C/C++ Compiler Optimizations
I have often seen obscure code written in a misguided attempt at “hand optimizing.” The irony is that I have also noticed in the make files for the same code that no optimization options were used when compiling the code. What a waste of time; human and computer.
The default level of optimization for most C/C++ compilers is none. The compiler spits out machine code that conforms very closely to the code you have written. This is good for debugging but is not efficient when running the code.
Let’s take a look at some code for a couple of simple functions in C and the assembly language that GCC generates for the ARM processor. Here is the C code:
int adder(int a, int b)
{
int c;
c = a + b;
return c;
}
main(int argc, char* argv[])
{
int a, b, c;
a = atoi(argv[1]);
b = atoi(argv[2]);
c = adder(a, b);
printf("nsum = %dn", c);
}
Now let’s look at the assembler generated for the function adder. The assembly was generated with the option -fverbose-asm. This option tells the compiler to put some comments in the assembly language about what it’s doing. The option is generally only used by compiler developers but it’s also useful for our purpose, trying to understand how optimizations effect the generated code.
adder:
@ args = 0, pretend = 0, frame = 12
@ frame_needed = 1, uses_anonymous_args = 0
mov ip, sp @,
stmfd sp!, {fp, ip, lr, pc} @,
sub fp, ip, #4 @,,
sub sp, sp, #12 @,,
str r0, [fp, #-20] @ a, a
str r1, [fp, #-24] @ b, b
ldr r2, [fp, #-20] @ a, a
ldr r3, [fp, #-24] @ b, b
add r3, r2, r3 @ tmp105, a, b
str r3, [fp, #-16] @ tmp105, c
ldr r3, [fp, #-16] @ D.1727, c
mov r0, r3 @ (result), (result)
sub sp, fp, #12
ldmfd sp, {fp, sp, pc}
The @ symbol begins a comment. The first four lines of code save some state information then create space on the stack for the function’s parameters. In C, local variables and function parameters are traditionally passed on the stack. The compiler makes room for two four byte words on the stack with the instructions:
sub fp, ip, #4
sub sp, sp, #12
What does it do with this space?

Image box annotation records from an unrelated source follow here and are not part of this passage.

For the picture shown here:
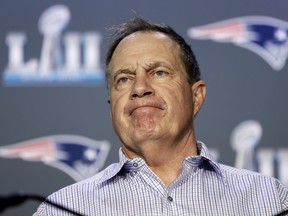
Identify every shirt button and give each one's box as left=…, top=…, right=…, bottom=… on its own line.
left=130, top=171, right=137, bottom=177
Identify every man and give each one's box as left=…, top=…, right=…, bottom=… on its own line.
left=35, top=18, right=288, bottom=216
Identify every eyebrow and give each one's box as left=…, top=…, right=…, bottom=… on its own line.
left=113, top=68, right=135, bottom=81
left=145, top=61, right=170, bottom=71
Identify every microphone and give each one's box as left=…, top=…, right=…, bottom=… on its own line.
left=0, top=193, right=85, bottom=216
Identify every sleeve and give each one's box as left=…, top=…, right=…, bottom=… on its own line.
left=276, top=181, right=288, bottom=211
left=33, top=203, right=48, bottom=216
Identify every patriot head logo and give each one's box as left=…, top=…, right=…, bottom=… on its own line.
left=188, top=16, right=288, bottom=71
left=0, top=135, right=110, bottom=181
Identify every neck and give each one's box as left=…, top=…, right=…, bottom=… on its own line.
left=123, top=132, right=197, bottom=186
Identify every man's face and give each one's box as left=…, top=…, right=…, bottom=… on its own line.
left=108, top=32, right=205, bottom=154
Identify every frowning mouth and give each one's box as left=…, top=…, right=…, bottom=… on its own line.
left=124, top=101, right=165, bottom=116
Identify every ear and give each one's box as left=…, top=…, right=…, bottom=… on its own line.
left=107, top=96, right=112, bottom=118
left=192, top=80, right=206, bottom=117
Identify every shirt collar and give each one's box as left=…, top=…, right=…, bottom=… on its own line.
left=101, top=141, right=224, bottom=181
left=185, top=141, right=223, bottom=178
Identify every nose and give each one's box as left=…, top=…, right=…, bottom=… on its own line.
left=130, top=75, right=154, bottom=99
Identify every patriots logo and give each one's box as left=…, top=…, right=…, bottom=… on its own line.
left=0, top=135, right=110, bottom=181
left=188, top=16, right=288, bottom=71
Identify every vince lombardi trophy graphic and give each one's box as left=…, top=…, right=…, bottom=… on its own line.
left=38, top=5, right=70, bottom=76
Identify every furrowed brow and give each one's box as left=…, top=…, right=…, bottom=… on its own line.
left=145, top=62, right=171, bottom=71
left=113, top=69, right=135, bottom=81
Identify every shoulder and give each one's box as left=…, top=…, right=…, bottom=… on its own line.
left=220, top=164, right=288, bottom=209
left=34, top=163, right=119, bottom=216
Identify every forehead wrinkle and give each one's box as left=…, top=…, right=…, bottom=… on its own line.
left=144, top=61, right=172, bottom=71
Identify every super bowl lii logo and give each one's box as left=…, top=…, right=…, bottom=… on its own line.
left=3, top=5, right=104, bottom=86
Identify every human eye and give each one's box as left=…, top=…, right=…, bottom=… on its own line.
left=117, top=77, right=129, bottom=84
left=154, top=70, right=167, bottom=77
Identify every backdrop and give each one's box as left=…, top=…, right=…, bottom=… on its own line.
left=0, top=0, right=288, bottom=216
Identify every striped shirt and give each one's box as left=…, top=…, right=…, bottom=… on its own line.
left=34, top=142, right=288, bottom=216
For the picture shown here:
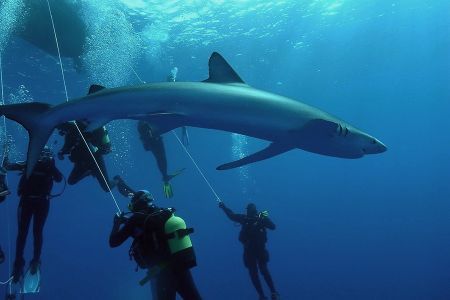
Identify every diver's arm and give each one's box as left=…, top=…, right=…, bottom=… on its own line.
left=109, top=215, right=133, bottom=248
left=52, top=160, right=62, bottom=182
left=3, top=161, right=27, bottom=171
left=220, top=202, right=245, bottom=223
left=262, top=217, right=275, bottom=230
left=58, top=122, right=79, bottom=155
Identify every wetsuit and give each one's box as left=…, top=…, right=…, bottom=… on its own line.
left=222, top=205, right=278, bottom=299
left=5, top=158, right=63, bottom=282
left=58, top=122, right=114, bottom=192
left=137, top=121, right=170, bottom=182
left=109, top=206, right=201, bottom=300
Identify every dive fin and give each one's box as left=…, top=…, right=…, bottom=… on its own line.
left=21, top=266, right=41, bottom=294
left=203, top=52, right=245, bottom=84
left=164, top=168, right=186, bottom=181
left=0, top=102, right=54, bottom=178
left=88, top=84, right=106, bottom=95
left=216, top=143, right=295, bottom=170
left=84, top=119, right=109, bottom=132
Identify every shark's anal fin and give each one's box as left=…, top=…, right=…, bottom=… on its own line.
left=0, top=102, right=54, bottom=178
left=216, top=143, right=295, bottom=170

It takes the two parameters that are already loaded in registers and stores them in memory on the stack; exactly what the C code says to do. Then the same two values are loaded into registers so we can do the real work of the function, add a and b. The result is moved to R0 to pass it back to the caller. Again, the traditional implementation in C is to return results in R0.

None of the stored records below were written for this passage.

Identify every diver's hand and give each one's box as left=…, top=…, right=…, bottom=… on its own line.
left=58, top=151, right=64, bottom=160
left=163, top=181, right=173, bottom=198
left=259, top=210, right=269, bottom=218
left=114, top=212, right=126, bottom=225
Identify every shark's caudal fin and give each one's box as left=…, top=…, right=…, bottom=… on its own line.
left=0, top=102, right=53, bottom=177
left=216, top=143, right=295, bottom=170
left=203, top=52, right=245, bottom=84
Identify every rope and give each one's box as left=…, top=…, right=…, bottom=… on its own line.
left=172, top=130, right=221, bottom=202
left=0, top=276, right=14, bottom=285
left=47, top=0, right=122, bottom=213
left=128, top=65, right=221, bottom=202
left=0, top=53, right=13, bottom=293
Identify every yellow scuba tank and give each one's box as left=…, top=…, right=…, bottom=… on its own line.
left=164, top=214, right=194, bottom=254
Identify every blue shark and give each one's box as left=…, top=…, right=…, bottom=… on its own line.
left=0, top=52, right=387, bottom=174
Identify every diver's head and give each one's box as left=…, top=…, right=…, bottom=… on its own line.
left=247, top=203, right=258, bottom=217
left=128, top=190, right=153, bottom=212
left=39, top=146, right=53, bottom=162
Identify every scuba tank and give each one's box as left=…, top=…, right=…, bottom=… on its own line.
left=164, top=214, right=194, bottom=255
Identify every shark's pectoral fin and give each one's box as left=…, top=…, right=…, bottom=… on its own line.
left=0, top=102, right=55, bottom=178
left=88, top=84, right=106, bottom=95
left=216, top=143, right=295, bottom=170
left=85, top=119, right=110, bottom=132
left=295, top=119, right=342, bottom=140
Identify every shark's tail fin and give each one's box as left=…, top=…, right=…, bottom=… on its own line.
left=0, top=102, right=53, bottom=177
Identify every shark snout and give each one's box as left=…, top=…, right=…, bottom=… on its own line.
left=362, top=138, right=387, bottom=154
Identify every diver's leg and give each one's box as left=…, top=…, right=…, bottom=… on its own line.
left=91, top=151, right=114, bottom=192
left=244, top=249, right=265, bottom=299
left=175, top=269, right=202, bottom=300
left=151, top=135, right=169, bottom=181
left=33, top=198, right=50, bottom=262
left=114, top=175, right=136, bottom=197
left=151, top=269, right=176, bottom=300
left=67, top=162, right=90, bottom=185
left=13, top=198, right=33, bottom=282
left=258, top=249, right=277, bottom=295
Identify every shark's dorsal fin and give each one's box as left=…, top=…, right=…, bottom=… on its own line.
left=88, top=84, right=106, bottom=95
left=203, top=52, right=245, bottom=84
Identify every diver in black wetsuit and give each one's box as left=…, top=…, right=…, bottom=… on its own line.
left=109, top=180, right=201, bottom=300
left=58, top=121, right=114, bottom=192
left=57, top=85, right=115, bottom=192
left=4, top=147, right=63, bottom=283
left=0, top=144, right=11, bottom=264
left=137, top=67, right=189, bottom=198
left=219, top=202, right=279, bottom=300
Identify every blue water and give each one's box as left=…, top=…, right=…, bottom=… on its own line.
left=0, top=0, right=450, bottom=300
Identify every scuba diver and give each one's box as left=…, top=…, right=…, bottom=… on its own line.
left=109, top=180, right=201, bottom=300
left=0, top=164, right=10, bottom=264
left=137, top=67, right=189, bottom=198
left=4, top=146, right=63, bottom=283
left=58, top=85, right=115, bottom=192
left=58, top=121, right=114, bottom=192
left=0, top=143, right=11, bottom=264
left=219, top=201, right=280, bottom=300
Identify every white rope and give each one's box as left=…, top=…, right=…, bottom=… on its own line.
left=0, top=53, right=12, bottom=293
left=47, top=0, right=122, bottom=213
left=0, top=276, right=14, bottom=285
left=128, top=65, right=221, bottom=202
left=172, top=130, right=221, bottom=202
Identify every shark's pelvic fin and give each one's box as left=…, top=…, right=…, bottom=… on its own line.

Why would the compiler generate code that wastes time moving things in and out of memory like this? It’s actually to make the code easier to debug. You might not have access to the processor’s registers due to the limitations of your debug tools and writing the parameters out to memory might be your only chance to see what is being passed to a function.
So now lets look at what the first level of optimization does to our function (-O1 for gcc).

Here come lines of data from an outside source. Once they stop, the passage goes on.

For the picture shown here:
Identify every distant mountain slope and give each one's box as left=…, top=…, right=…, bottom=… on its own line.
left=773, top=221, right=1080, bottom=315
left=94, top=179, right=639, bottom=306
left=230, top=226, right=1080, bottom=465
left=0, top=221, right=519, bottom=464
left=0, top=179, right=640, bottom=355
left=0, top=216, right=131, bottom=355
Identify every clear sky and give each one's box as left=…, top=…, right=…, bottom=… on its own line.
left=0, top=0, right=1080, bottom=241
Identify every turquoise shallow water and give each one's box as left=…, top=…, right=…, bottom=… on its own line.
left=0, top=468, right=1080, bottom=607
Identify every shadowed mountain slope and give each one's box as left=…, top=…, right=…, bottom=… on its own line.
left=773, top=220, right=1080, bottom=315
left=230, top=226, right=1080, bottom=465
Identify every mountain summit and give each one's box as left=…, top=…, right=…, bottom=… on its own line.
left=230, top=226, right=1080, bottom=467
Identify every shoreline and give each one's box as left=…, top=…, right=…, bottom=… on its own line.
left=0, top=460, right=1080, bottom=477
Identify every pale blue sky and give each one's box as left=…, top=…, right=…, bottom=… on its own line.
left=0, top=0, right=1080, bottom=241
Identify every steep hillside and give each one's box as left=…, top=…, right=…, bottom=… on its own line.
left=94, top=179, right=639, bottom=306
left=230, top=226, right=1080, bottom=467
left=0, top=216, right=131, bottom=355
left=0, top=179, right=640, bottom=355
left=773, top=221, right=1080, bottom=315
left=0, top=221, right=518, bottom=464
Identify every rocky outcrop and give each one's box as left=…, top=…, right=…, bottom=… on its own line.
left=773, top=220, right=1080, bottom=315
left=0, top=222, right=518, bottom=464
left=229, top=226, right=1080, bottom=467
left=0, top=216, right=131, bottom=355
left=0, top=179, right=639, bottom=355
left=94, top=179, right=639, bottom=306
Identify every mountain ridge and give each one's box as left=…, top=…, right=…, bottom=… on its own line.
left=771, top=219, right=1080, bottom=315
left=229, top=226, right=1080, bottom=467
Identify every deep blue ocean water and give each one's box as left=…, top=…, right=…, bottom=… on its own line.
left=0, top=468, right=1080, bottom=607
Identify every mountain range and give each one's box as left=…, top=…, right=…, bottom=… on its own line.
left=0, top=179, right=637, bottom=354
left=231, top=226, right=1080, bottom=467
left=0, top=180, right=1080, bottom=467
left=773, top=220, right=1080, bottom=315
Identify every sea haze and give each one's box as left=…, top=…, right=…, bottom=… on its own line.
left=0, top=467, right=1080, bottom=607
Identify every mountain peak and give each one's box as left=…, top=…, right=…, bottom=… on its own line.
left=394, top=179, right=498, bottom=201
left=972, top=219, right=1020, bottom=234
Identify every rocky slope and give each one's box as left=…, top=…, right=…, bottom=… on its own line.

@ link register save eliminated.
@ lr needed for prologue
add r0, r0, r1 @ (result), a, b
mov pc, lr @
Quite a bit smaller, isn’t it? The first thing the compiler has told us that it doesn’t need to save the link register. Actually the compiler generated code doesn’t save a lot of state information that it did it the previous case. Next the parameters are left in the registers. The compiler was even smart enough to put one of the parameters, a, in R0. Since we are about to clobber R0 to pass back the result, this saves using another register. So the first level of optimization saves about a dozen instructions without doing anything exotic.
At the highest level of optimization, -O3 for gcc, the compiler uses the option -finline-functions-called-once. This tells the compiler to inline any functions that are only used once. So the entire function shrinks to a single line of code in main():
add r4, r4, r0 @ tmp109, a,
This is an important optimization to know about. Often you may have a long function that should be broken up into several functions for readability but you may be reluctant to do this because you don’t want to incur the overhead of several function calls. With the -finline-functions-called-once optimization you don’t have to worry about the function call overhead and you can focus on writing readable code.
So when you’re done debugging your code, don’t forget to turn on the optimization options and recompile. Then test it one last time. Compilers are smart but not infallible.